Question

The value of an investment A (in dollars) after t years is given by the function A(t) = A0ekt. If it takes 10 years for an investment of $1,000 to triple, how many years will it take for the investment to be $9,000? Simplify your answer completely.

Answer 1

20 years.

Explanation:

We have been given a formula
`A(t)=A_0\cdot e^(kt)`, which represents the value of an investment A (in dollars) after t years.
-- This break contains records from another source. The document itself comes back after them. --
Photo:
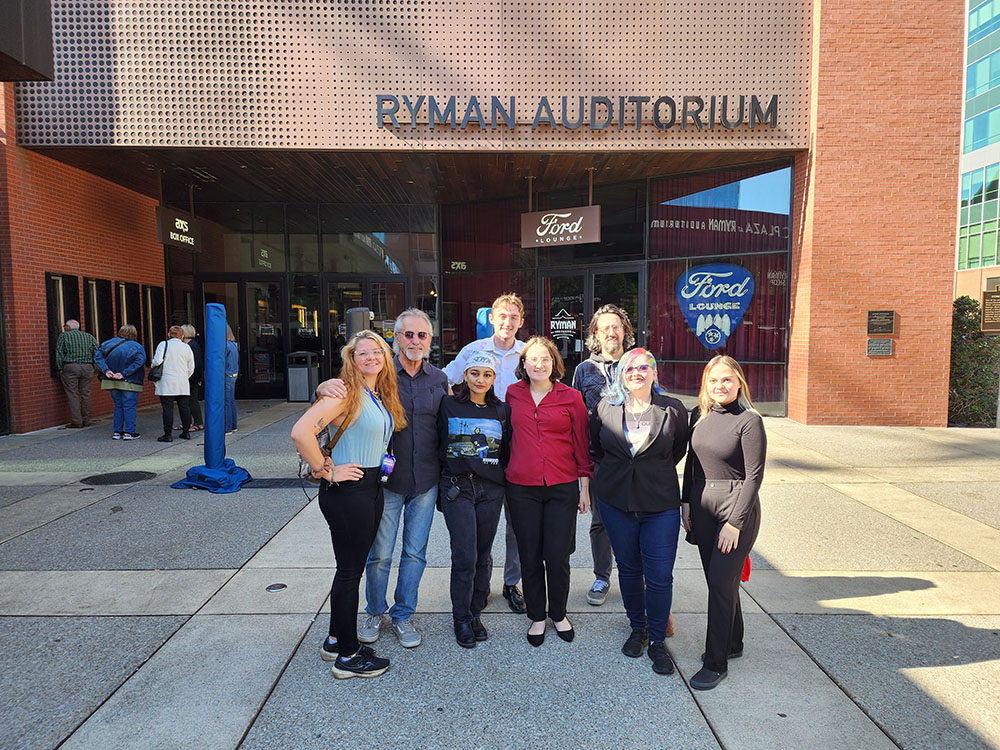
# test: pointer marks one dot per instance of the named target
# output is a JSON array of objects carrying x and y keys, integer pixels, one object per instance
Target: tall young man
[{"x": 507, "y": 317}]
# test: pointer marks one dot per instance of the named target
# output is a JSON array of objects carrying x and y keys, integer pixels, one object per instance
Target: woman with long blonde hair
[
  {"x": 350, "y": 493},
  {"x": 721, "y": 508}
]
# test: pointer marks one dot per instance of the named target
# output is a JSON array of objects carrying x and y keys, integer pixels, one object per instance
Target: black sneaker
[
  {"x": 328, "y": 652},
  {"x": 662, "y": 664},
  {"x": 635, "y": 644},
  {"x": 362, "y": 664}
]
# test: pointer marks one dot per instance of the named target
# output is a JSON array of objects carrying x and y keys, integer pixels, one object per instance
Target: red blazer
[{"x": 550, "y": 444}]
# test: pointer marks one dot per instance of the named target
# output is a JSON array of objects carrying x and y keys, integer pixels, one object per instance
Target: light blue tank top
[{"x": 365, "y": 440}]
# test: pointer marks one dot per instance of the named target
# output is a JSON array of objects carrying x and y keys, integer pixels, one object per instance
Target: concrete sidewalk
[{"x": 136, "y": 616}]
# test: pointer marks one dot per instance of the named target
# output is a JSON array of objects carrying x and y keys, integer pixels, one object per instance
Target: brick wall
[
  {"x": 875, "y": 205},
  {"x": 57, "y": 218}
]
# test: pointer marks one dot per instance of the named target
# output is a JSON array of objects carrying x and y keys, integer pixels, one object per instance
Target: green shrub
[{"x": 975, "y": 368}]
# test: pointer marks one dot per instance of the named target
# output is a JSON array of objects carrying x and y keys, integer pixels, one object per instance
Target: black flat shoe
[
  {"x": 479, "y": 630},
  {"x": 464, "y": 635}
]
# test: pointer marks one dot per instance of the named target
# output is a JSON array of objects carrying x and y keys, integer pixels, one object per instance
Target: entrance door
[
  {"x": 386, "y": 297},
  {"x": 568, "y": 299}
]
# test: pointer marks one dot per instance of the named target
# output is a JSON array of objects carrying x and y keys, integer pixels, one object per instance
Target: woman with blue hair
[{"x": 638, "y": 434}]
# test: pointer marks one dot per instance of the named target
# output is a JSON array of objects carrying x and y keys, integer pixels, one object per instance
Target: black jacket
[{"x": 646, "y": 482}]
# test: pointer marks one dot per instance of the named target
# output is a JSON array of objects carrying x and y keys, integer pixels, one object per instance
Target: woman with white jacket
[{"x": 174, "y": 385}]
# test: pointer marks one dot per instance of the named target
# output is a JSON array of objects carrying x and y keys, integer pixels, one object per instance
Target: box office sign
[
  {"x": 563, "y": 226},
  {"x": 714, "y": 299},
  {"x": 178, "y": 229}
]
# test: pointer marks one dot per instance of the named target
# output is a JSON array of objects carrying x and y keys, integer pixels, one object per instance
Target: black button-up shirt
[{"x": 416, "y": 445}]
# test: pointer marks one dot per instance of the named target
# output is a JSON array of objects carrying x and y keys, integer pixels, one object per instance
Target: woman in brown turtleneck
[{"x": 720, "y": 506}]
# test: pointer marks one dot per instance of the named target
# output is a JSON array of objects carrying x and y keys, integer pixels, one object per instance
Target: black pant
[
  {"x": 472, "y": 516},
  {"x": 722, "y": 573},
  {"x": 544, "y": 520},
  {"x": 167, "y": 404},
  {"x": 353, "y": 511}
]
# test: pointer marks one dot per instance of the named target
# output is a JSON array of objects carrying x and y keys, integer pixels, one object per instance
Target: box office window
[
  {"x": 128, "y": 306},
  {"x": 62, "y": 303},
  {"x": 98, "y": 308},
  {"x": 154, "y": 316}
]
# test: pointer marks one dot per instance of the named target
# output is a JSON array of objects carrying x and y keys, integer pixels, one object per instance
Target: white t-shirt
[{"x": 507, "y": 360}]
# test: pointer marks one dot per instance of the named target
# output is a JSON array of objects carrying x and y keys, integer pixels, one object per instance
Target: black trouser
[
  {"x": 472, "y": 515},
  {"x": 353, "y": 510},
  {"x": 722, "y": 573},
  {"x": 167, "y": 404},
  {"x": 544, "y": 521}
]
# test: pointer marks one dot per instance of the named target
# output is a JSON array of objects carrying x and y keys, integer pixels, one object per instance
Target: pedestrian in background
[
  {"x": 75, "y": 362},
  {"x": 174, "y": 385},
  {"x": 548, "y": 481},
  {"x": 194, "y": 403},
  {"x": 232, "y": 370},
  {"x": 351, "y": 493},
  {"x": 638, "y": 434},
  {"x": 121, "y": 366},
  {"x": 474, "y": 430},
  {"x": 721, "y": 509}
]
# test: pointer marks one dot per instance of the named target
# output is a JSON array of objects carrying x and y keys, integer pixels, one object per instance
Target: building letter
[{"x": 382, "y": 99}]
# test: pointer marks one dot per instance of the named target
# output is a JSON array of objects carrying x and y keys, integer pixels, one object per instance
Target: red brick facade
[
  {"x": 875, "y": 200},
  {"x": 48, "y": 210}
]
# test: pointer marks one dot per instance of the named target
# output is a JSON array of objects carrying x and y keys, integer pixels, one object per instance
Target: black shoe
[
  {"x": 566, "y": 635},
  {"x": 636, "y": 644},
  {"x": 328, "y": 652},
  {"x": 706, "y": 679},
  {"x": 514, "y": 599},
  {"x": 464, "y": 635},
  {"x": 479, "y": 630},
  {"x": 362, "y": 664},
  {"x": 662, "y": 664},
  {"x": 730, "y": 655}
]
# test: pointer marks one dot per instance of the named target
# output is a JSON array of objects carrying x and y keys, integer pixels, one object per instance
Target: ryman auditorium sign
[{"x": 666, "y": 112}]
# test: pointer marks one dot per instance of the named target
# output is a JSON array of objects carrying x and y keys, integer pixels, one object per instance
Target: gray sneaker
[
  {"x": 369, "y": 630},
  {"x": 407, "y": 634},
  {"x": 598, "y": 592}
]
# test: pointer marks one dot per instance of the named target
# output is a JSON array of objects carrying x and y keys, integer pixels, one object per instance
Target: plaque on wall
[
  {"x": 881, "y": 322},
  {"x": 879, "y": 347},
  {"x": 991, "y": 312}
]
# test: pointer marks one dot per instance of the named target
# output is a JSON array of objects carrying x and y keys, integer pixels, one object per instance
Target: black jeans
[
  {"x": 722, "y": 573},
  {"x": 472, "y": 516},
  {"x": 183, "y": 406},
  {"x": 353, "y": 511},
  {"x": 544, "y": 520}
]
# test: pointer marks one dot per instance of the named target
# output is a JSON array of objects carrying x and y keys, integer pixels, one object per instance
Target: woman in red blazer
[{"x": 548, "y": 481}]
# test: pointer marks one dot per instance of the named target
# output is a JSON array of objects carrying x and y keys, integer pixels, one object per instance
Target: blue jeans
[
  {"x": 125, "y": 405},
  {"x": 417, "y": 512},
  {"x": 229, "y": 408},
  {"x": 645, "y": 546}
]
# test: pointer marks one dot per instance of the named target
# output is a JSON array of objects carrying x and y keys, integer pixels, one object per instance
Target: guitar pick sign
[{"x": 714, "y": 299}]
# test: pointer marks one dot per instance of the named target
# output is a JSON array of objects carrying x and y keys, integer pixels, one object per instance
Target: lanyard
[{"x": 382, "y": 410}]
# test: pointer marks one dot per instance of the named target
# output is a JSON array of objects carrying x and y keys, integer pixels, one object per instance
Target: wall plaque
[
  {"x": 562, "y": 226},
  {"x": 879, "y": 347},
  {"x": 881, "y": 322},
  {"x": 991, "y": 312}
]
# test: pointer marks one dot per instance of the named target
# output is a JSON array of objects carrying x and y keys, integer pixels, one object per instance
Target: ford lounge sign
[{"x": 563, "y": 226}]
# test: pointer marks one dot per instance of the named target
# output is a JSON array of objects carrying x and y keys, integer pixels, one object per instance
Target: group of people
[
  {"x": 120, "y": 363},
  {"x": 497, "y": 429}
]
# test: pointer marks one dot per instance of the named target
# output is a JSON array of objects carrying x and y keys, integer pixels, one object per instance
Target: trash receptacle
[{"x": 303, "y": 375}]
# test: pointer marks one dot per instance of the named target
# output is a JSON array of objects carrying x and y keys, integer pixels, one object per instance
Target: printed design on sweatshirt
[{"x": 474, "y": 438}]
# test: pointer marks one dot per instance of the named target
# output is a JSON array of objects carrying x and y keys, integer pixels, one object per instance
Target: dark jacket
[
  {"x": 646, "y": 482},
  {"x": 129, "y": 359}
]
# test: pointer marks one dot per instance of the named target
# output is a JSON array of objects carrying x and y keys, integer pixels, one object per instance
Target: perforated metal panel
[{"x": 305, "y": 74}]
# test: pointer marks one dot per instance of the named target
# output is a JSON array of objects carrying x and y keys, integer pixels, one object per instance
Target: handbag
[
  {"x": 156, "y": 371},
  {"x": 326, "y": 445}
]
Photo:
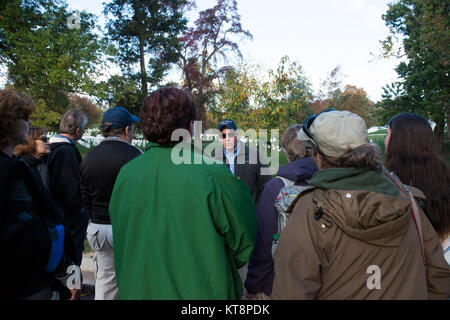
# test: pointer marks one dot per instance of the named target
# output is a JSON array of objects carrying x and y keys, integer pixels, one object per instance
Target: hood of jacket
[
  {"x": 298, "y": 170},
  {"x": 365, "y": 204}
]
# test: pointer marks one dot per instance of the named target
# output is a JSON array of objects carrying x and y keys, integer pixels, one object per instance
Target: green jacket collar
[{"x": 353, "y": 179}]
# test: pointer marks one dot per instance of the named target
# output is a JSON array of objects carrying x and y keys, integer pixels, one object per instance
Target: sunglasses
[
  {"x": 43, "y": 139},
  {"x": 230, "y": 135},
  {"x": 309, "y": 121}
]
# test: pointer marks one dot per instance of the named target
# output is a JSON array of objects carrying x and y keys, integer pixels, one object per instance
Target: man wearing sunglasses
[{"x": 236, "y": 155}]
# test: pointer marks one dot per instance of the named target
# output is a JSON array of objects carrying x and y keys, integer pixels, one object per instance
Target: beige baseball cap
[{"x": 334, "y": 131}]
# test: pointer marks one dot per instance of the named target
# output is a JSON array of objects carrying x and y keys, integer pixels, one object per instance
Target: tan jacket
[{"x": 364, "y": 245}]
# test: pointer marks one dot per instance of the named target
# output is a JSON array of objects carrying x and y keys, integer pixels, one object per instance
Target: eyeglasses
[
  {"x": 230, "y": 135},
  {"x": 309, "y": 121}
]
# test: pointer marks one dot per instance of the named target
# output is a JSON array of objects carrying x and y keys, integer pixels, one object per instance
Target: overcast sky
[{"x": 317, "y": 34}]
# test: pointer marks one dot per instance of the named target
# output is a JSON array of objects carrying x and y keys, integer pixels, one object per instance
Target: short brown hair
[
  {"x": 29, "y": 147},
  {"x": 13, "y": 106},
  {"x": 292, "y": 146},
  {"x": 72, "y": 120},
  {"x": 164, "y": 111}
]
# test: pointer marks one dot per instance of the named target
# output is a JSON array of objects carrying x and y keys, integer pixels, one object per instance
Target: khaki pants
[{"x": 100, "y": 239}]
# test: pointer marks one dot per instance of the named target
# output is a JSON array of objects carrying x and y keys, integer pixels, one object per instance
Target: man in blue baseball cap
[
  {"x": 236, "y": 155},
  {"x": 99, "y": 171}
]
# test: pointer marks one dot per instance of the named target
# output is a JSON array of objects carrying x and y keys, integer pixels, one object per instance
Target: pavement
[{"x": 87, "y": 270}]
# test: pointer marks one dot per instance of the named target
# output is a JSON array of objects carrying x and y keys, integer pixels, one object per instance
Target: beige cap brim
[{"x": 302, "y": 136}]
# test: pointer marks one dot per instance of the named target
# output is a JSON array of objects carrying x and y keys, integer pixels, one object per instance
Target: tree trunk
[{"x": 143, "y": 70}]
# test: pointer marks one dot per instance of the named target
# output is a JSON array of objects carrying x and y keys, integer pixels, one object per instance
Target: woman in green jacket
[{"x": 181, "y": 230}]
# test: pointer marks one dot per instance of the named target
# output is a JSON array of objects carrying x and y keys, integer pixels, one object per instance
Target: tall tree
[
  {"x": 203, "y": 56},
  {"x": 275, "y": 102},
  {"x": 333, "y": 94},
  {"x": 146, "y": 33},
  {"x": 422, "y": 26},
  {"x": 44, "y": 57}
]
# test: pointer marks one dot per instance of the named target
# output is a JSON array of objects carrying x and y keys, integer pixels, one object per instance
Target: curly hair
[
  {"x": 29, "y": 147},
  {"x": 293, "y": 147},
  {"x": 13, "y": 105},
  {"x": 164, "y": 111},
  {"x": 411, "y": 154},
  {"x": 367, "y": 155}
]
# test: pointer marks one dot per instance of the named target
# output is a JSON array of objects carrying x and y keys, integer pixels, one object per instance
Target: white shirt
[{"x": 232, "y": 156}]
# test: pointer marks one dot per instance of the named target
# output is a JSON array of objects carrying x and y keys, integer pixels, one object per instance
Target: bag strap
[{"x": 414, "y": 209}]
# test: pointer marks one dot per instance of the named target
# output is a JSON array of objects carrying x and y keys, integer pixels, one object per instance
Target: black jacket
[
  {"x": 248, "y": 172},
  {"x": 40, "y": 165},
  {"x": 27, "y": 212},
  {"x": 99, "y": 171},
  {"x": 63, "y": 166}
]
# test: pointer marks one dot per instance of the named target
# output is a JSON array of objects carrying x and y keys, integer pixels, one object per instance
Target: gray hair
[{"x": 72, "y": 120}]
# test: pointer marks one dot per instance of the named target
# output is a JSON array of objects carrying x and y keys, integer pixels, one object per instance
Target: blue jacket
[{"x": 260, "y": 269}]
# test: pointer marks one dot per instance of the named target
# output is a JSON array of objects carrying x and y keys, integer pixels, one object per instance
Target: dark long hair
[
  {"x": 411, "y": 154},
  {"x": 164, "y": 111}
]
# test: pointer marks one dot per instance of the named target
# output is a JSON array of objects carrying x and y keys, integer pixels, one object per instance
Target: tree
[
  {"x": 205, "y": 46},
  {"x": 349, "y": 98},
  {"x": 274, "y": 103},
  {"x": 92, "y": 111},
  {"x": 122, "y": 91},
  {"x": 44, "y": 58},
  {"x": 422, "y": 26},
  {"x": 140, "y": 28}
]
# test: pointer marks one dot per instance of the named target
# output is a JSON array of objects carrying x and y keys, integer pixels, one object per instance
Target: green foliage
[
  {"x": 206, "y": 46},
  {"x": 349, "y": 98},
  {"x": 45, "y": 117},
  {"x": 122, "y": 91},
  {"x": 145, "y": 27},
  {"x": 422, "y": 26},
  {"x": 275, "y": 102},
  {"x": 44, "y": 58}
]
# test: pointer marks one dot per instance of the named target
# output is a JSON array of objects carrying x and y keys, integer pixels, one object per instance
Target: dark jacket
[
  {"x": 354, "y": 237},
  {"x": 40, "y": 165},
  {"x": 63, "y": 166},
  {"x": 99, "y": 170},
  {"x": 260, "y": 270},
  {"x": 249, "y": 173},
  {"x": 27, "y": 212}
]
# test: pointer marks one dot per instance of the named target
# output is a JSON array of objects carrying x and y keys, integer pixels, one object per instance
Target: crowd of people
[{"x": 334, "y": 223}]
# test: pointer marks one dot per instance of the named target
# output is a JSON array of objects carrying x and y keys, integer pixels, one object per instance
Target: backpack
[{"x": 287, "y": 194}]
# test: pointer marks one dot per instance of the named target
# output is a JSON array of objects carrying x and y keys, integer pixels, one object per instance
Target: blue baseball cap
[
  {"x": 119, "y": 117},
  {"x": 227, "y": 123}
]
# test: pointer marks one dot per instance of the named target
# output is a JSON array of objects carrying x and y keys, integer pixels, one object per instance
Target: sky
[{"x": 317, "y": 34}]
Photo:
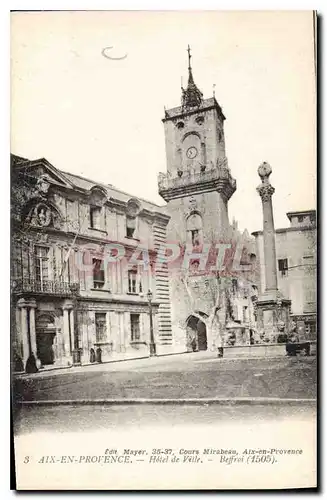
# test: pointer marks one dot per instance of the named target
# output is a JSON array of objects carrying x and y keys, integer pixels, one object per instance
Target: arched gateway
[{"x": 196, "y": 333}]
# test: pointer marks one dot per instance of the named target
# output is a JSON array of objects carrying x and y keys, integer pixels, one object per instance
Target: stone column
[
  {"x": 23, "y": 330},
  {"x": 32, "y": 306},
  {"x": 266, "y": 190},
  {"x": 271, "y": 305},
  {"x": 67, "y": 330}
]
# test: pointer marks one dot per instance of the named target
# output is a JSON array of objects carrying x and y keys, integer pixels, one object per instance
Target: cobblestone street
[{"x": 191, "y": 375}]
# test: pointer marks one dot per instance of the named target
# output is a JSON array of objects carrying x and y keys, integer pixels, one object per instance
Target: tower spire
[{"x": 192, "y": 96}]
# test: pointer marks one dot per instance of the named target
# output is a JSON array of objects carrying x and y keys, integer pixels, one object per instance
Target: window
[
  {"x": 134, "y": 282},
  {"x": 194, "y": 266},
  {"x": 135, "y": 327},
  {"x": 283, "y": 266},
  {"x": 130, "y": 227},
  {"x": 41, "y": 265},
  {"x": 194, "y": 229},
  {"x": 195, "y": 237},
  {"x": 101, "y": 327},
  {"x": 308, "y": 259},
  {"x": 95, "y": 217},
  {"x": 98, "y": 273}
]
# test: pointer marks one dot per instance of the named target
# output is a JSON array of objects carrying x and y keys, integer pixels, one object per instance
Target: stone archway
[
  {"x": 196, "y": 334},
  {"x": 45, "y": 337}
]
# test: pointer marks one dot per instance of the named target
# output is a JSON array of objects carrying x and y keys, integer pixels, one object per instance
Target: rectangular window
[
  {"x": 101, "y": 327},
  {"x": 134, "y": 282},
  {"x": 283, "y": 266},
  {"x": 95, "y": 217},
  {"x": 135, "y": 327},
  {"x": 195, "y": 237},
  {"x": 98, "y": 273},
  {"x": 130, "y": 227},
  {"x": 41, "y": 255}
]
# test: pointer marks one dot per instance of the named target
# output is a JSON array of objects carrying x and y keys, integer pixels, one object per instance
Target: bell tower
[
  {"x": 197, "y": 187},
  {"x": 197, "y": 166}
]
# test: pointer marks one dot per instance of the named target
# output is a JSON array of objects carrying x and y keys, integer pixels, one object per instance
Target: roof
[
  {"x": 301, "y": 212},
  {"x": 83, "y": 183},
  {"x": 113, "y": 192}
]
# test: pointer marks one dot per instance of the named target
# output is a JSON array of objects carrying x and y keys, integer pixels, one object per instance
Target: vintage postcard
[{"x": 163, "y": 250}]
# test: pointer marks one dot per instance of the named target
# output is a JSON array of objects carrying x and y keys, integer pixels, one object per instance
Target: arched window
[{"x": 194, "y": 229}]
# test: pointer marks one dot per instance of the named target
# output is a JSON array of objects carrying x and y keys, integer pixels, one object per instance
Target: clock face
[{"x": 191, "y": 152}]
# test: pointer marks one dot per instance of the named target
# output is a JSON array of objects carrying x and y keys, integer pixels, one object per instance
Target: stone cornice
[
  {"x": 300, "y": 229},
  {"x": 216, "y": 180}
]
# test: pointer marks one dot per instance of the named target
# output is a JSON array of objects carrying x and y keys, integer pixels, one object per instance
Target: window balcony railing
[{"x": 55, "y": 287}]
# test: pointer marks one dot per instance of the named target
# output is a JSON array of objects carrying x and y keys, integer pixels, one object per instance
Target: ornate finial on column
[{"x": 265, "y": 190}]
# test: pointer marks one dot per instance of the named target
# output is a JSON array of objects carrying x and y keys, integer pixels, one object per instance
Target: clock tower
[
  {"x": 197, "y": 167},
  {"x": 197, "y": 187}
]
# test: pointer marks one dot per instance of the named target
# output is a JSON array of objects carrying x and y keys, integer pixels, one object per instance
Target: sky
[{"x": 101, "y": 118}]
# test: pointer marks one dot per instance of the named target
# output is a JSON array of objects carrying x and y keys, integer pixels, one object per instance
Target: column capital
[
  {"x": 27, "y": 303},
  {"x": 265, "y": 190},
  {"x": 67, "y": 305}
]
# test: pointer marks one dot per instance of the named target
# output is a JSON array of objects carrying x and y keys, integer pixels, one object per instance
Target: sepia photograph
[{"x": 163, "y": 259}]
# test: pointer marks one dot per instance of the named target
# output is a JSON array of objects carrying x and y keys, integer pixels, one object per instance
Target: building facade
[
  {"x": 296, "y": 268},
  {"x": 82, "y": 266},
  {"x": 197, "y": 187}
]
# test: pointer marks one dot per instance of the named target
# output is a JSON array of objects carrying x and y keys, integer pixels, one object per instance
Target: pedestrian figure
[
  {"x": 99, "y": 355},
  {"x": 92, "y": 355}
]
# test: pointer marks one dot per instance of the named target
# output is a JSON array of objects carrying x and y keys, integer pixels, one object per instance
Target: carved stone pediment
[
  {"x": 43, "y": 214},
  {"x": 97, "y": 196}
]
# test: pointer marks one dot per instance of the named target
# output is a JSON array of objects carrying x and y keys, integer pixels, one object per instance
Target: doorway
[
  {"x": 196, "y": 334},
  {"x": 45, "y": 352}
]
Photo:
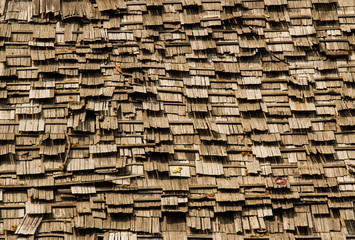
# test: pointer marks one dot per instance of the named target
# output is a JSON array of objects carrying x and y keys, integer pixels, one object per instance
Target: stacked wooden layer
[{"x": 177, "y": 119}]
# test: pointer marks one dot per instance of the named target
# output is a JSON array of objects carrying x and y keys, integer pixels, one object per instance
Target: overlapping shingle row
[{"x": 177, "y": 119}]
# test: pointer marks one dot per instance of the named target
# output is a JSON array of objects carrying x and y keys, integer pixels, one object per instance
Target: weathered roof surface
[{"x": 177, "y": 119}]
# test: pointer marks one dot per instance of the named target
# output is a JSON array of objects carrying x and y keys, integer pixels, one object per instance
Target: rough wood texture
[{"x": 177, "y": 119}]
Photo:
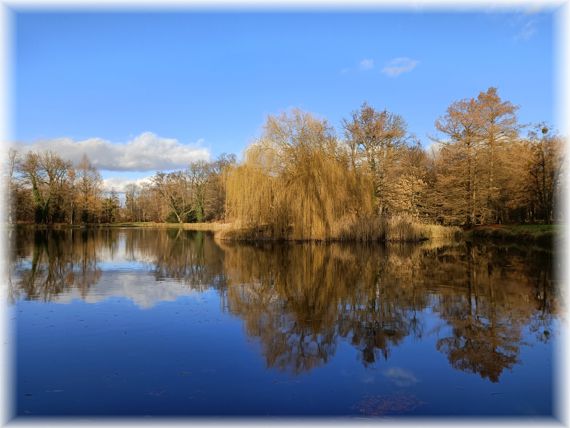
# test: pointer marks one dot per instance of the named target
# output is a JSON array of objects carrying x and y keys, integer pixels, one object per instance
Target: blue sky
[{"x": 202, "y": 83}]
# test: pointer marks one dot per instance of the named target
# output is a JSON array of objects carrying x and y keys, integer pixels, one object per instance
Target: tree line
[
  {"x": 46, "y": 189},
  {"x": 301, "y": 179}
]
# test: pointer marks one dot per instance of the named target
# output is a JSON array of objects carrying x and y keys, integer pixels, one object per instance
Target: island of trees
[{"x": 302, "y": 180}]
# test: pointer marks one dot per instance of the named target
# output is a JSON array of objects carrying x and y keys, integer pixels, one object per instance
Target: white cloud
[
  {"x": 527, "y": 30},
  {"x": 146, "y": 152},
  {"x": 366, "y": 64},
  {"x": 397, "y": 66}
]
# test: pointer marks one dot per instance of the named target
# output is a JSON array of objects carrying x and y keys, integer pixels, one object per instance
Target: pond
[{"x": 167, "y": 322}]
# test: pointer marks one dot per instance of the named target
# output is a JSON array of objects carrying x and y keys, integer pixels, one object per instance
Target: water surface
[{"x": 142, "y": 322}]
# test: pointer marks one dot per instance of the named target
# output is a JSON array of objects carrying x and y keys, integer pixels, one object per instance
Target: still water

Substitute the given values:

`\$3,000=\$1,000\cdot e^(k*10)`

Let us solve for k.

`(\$3,000)/(\$1,000)=(\$1,000\cdot e^(k*10))/(\$1,000)`

`3=e^(k*10)`

Take natural log of both sides:

`\text{ln}(3)=\text{ln}(e^(k*10))`

Using property
`\text{ln}(a^b)=b\cdot \text{ln}(a)`, we will get:

`\text{ln}(3)=10k\cdot\text{ln}(e)`

We know that
`\text{ln}(e)=1`, so

`\text{ln}(3)=10k\cdot 1`

`\text{ln}(3)=10k`

`\frac{\text{ln}(3)}{10}=(10k)/(10)`

`\frac{\text{ln}(3)}{10}=k`

`\$9,000=\$1,000\cdot e^{\frac{\text{ln}(3)}{10}*t}`

Dividing both sides by 1000, we will get:

`9=e^{\frac{\text{ln}(3)}{10}*t}`

Take natural log of both sides:

`\text{ln}(9)=\text{ln}(e^{\frac{\text{ln}(3)}{10}*t)`

`\text{ln}(9)=\frac{\text{ln}(3)}{10}*t\cdot\text{ln}(e)`

`\text{ln}(9)=\frac{\text{ln}(3)}{10}*t\cdot1`

`10*\text{ln}(9)=10*\frac{\text{ln}(3)}{10}*t`

`10\text{ln}(9)=\text{ln}(3)*t`

`10\text{ln}(3^2)=\text{ln}(3)*t`

`2\cdot 10\text{ln}(3)=\text{ln}(3)*t`

`20\text{ln}(3)=\text{ln}(3)*t`

Divide both sides by
`\text{ln}(3)`:

`\frac{20\text{ln}(3)}{\text{ln}(3)}=\frac{\text{ln}(3)*t}{\text{ln}(3)}`

`20=t`

Therefore, it will take 20 years for the investment to be $9,000.